Procurement does not need to become a GD&T trainer. It does need to know which callouts change price, inspection method, and supplier capability.

Why GD&T matters in sourcing

GD&T defines allowable variation relative to datums and function. That is usually better than loose coordinate dimensioning, but only when the callouts are used correctly. Bad GD&T is worse than no GD&T because it looks precise while creating inspection fights.

A buyer should know whether the print relies on position, profile, flatness, parallelism, perpendicularity, runout, circularity, cylindricity, or concentricity. Those choices change both process and metrology.

The 10 callouts you will see most

Position controls feature location. Flatness controls a plane without a datum. Parallelism and perpendicularity tie features to a datum. Profile controls complex surfaces. Runout applies to rotating features. Circularity and cylindricity control round features directly. Concentricity is rarer and often overused. True design intent usually reads better with position or runout.

The question is not whether the symbol looks familiar. It is whether the supplier can machine and inspect it with confidence.

Where cost spikes

Profile on complex surfaces, tight positional tolerance at MMC or LMC, and broad datum structures can push the part into CMM-heavy inspection and more process control. That may be justified. It may also be overkill.

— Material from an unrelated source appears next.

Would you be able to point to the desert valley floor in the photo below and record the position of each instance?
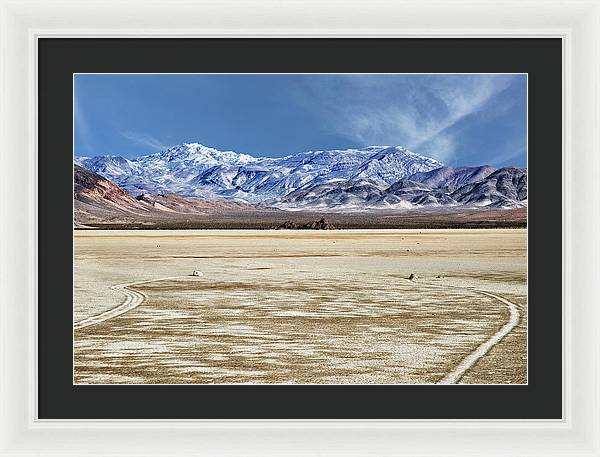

A buyer should challenge callouts that duplicate function already covered elsewhere. Stacked precision language is not sophistication. It is often just noise.

How to read the print like a buyer

Ask which callouts define fit, motion, sealing, or assembly alignment. Ask which datums are actual functional contacts and which were chosen for drafting convenience. If the answer is weak, the drawing probably needs a DFM review before quoting.

That step is faster than fighting NCRs later.

What an experienced buyer does next

Related reading: Design for manufacturability (DFM) checklist for CNC milled parts and Tolerancing 101: general, precision, and high-precision - what each costs.

The right move is usually to define the real functional requirement, remove the decorative requirements, and let the supplier build a route around what actually matters.

Comparison table where relevant

Callout What it controls Buyer watchout
Position Feature location to datums Often inspection-heavy
Profile Surface envelope Can be expensive on complex forms
Flatness Single plane No datum needed
Runout Rotating feature variation Use on true functional rotation
Concentricity Median point relation Often overcalled

How to specify this in your RFQ

On the RFQ, identify the few GD&T callouts tied to function and ask the supplier to flag any that drive special inspection. If a CMM report is required, state that early. Do not bury it in the PO terms after the quote is accepted.

A clean RFQ does not just list requirements. It separates must-haves from preferences so the supplier can optimize where it is safe.